バッテリーが進歩すると、電車から出る粉塵(ブレーキダスト)が減らせる?
次世代の電池として全個体電池が開発されています。
電気自動車への搭載が期待されており、各社が開発に乗り出しています。
いま電気自動車には、リチウムイオンバッテリーを搭載することが主流となっていますが、全個体電池には、リチウムイオンバッテリーの弱点を補うことのできる特徴があると言われています。
例えば、以下のような特徴が挙げられています。
メリット | ・安全性に優れている ・急速充電ができる ・液漏れのリスクがない ・自由度の高い設計ができる ・大容量化できる |
デメリット | ・充放電を繰り返すと亀裂を生じる |
全固体電池とは?種類やメリット・デメリットをわかりやすく解説
充電放電を繰り返すと亀裂が生じるというデメリットがあり、バッテリーは充放電を繰り返すことが前提なので致命的なデメリットとなっています。恐らく、この点を克服する事は課題となっているのでしょう。
従来のリチウムイオン電池を使った電気自動車は、充電時間が長くなっています。
充電時間は、バッテリー容量によって変わりますが、ほぼ空の状態からフル充電まで10時間以上かかることもあります。
(リチウムイオン電池でも、急速充電器を使うことで充電時間は短くできます。)
上の表にもありますが、全個体電池は、急速充電ができ、大容量化ができるなど、使い勝手の良さがあります。
充電時間が短くなり、大容量化ができると、充電にかける時間が減り、その分運転を止めなければいけない時間が減ります。
全個体電池が、電気自動車に搭載できるのであれば、電車にも搭載することができます。
現在、リチウムイオンバッテリーを搭載している鉄道車両が運行されており、JR東日本・烏山線を走っているEV-E301系、京王5000系(2代)、東京メトロ2000系、東海道新幹線を走るN700S、などがあります。

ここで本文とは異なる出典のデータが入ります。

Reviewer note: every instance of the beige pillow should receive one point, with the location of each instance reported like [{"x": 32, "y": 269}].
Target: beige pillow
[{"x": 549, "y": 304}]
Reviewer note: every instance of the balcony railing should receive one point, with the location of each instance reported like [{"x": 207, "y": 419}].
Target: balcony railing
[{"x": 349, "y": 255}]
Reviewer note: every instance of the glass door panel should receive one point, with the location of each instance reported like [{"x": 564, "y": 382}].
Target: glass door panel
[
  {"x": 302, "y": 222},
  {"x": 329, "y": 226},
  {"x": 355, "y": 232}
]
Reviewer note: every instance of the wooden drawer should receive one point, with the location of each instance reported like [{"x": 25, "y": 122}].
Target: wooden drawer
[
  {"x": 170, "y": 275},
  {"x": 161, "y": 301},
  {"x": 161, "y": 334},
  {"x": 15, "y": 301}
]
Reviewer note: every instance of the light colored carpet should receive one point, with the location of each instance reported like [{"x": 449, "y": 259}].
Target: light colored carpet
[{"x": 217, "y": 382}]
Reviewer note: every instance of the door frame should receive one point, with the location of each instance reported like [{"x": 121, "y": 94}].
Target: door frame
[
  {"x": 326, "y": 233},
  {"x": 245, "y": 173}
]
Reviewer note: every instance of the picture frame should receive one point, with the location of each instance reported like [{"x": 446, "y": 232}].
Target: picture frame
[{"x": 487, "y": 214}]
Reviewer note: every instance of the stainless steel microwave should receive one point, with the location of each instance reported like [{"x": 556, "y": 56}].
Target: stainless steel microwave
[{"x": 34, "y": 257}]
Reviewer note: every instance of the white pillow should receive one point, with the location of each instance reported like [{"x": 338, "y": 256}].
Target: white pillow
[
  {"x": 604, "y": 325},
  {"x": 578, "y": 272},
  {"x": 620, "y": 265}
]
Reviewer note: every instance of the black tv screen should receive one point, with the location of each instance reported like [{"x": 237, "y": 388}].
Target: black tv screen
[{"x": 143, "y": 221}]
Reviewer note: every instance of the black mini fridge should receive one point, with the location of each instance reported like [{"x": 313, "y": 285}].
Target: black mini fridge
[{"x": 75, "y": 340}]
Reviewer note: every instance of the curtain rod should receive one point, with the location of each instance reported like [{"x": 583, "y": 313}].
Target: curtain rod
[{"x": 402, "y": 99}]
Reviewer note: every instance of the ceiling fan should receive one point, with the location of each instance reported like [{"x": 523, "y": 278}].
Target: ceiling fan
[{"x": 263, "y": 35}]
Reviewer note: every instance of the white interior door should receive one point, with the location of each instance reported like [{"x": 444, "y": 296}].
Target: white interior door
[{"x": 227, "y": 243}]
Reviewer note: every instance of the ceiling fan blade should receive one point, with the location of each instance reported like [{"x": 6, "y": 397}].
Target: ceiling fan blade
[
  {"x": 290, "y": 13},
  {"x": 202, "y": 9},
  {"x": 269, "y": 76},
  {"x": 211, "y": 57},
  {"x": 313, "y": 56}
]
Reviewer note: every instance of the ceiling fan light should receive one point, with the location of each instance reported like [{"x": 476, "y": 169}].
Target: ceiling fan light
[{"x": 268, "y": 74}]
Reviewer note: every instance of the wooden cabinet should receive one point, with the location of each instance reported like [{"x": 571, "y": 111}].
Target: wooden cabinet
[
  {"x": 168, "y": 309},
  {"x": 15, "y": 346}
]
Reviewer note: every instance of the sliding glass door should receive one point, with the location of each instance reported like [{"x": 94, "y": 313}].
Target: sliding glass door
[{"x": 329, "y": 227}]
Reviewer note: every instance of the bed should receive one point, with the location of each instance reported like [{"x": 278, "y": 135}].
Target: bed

EV-E301系は、バッテリーからの電力で、烏山線を走っており、電気自動車と同じような仕組みになります。
他の3車種は、補助電源としてリチウムイオンバッテリーを積んでおり、非常時でない限り、架線から取り込んだ電力を使ってモーターを回して走ります。
モーターを発電機として使って、車を減速させる回生ブレーキという機能があります。
回生ブレーキ(かいせいブレーキ)は通常時、電動機(モーター)として電源入力を変換して駆動回転力を出力しているのに対して、逆に軸回転を入力に発電機として動作させ、運動エネルギーを電気エネルギーに変換して回収または消費することで制動として利用する電気ブレーキの一手法。発電時の回転抵抗を制動力として利用するもので、電力回生ブレーキ、回生制動とも呼ばれる。電動機を動力とするエレベーター、鉄道車両、自動車他、広く用いられる。
https://ja.wikipedia.org/wiki/回生ブレーキ
モーターが発電した電力を回収して、他の車両が消費したり、蓄電池に充電することができるのが「回生ブレーキ」です。電車業界のなかや、EVの機能として有名だと思います。
電車がバッテリーを搭載することで、回生ブレーキを使用したときにバッテリーに電力を送ることができるため、回生失効が起きにくくなるということが期待できます。
回生ブレーキは、電力を受け取る車両が近くにいないと、モーターが発電機として機能せず、ブレーキがかかりません。そうするとブレーキ力を得るためにブレーキパッドなどを使用することになります。
ブレーキパッドは機械的な摩耗があり、メンテナンス性にも影響がでます。
ブレーキパッドが車輪と擦れた時に出る粉塵があり、ブレーキダストと呼ばれています。
電車は排気ガスがなく、クリーンだと言われますが、ブレーキの際にこういった粉塵を撒き散らしていることがあります。
上の動画には、回生ブレーキが搭載されている車両もあり、その車両からもしっかり粉塵が出ているので、今普及している技術では、粉塵を完全に押さえ込むことは難しいと考えられます。
バッテリーへ回生電力を送ること、回生失効を減らし、回生ブレーキがより確実に機能することで、ブレーキパッドを使う時間が減るので、こういったブレーキパッドによる粉塵の飛散は減らせる可能性について考えられます。
高速域でブレーキパッドを使うとより粉塵が飛ぶので、高速域で確実に回生ブレーキが作動することで、ブレーキダストが減らせると理論上は考えることができます。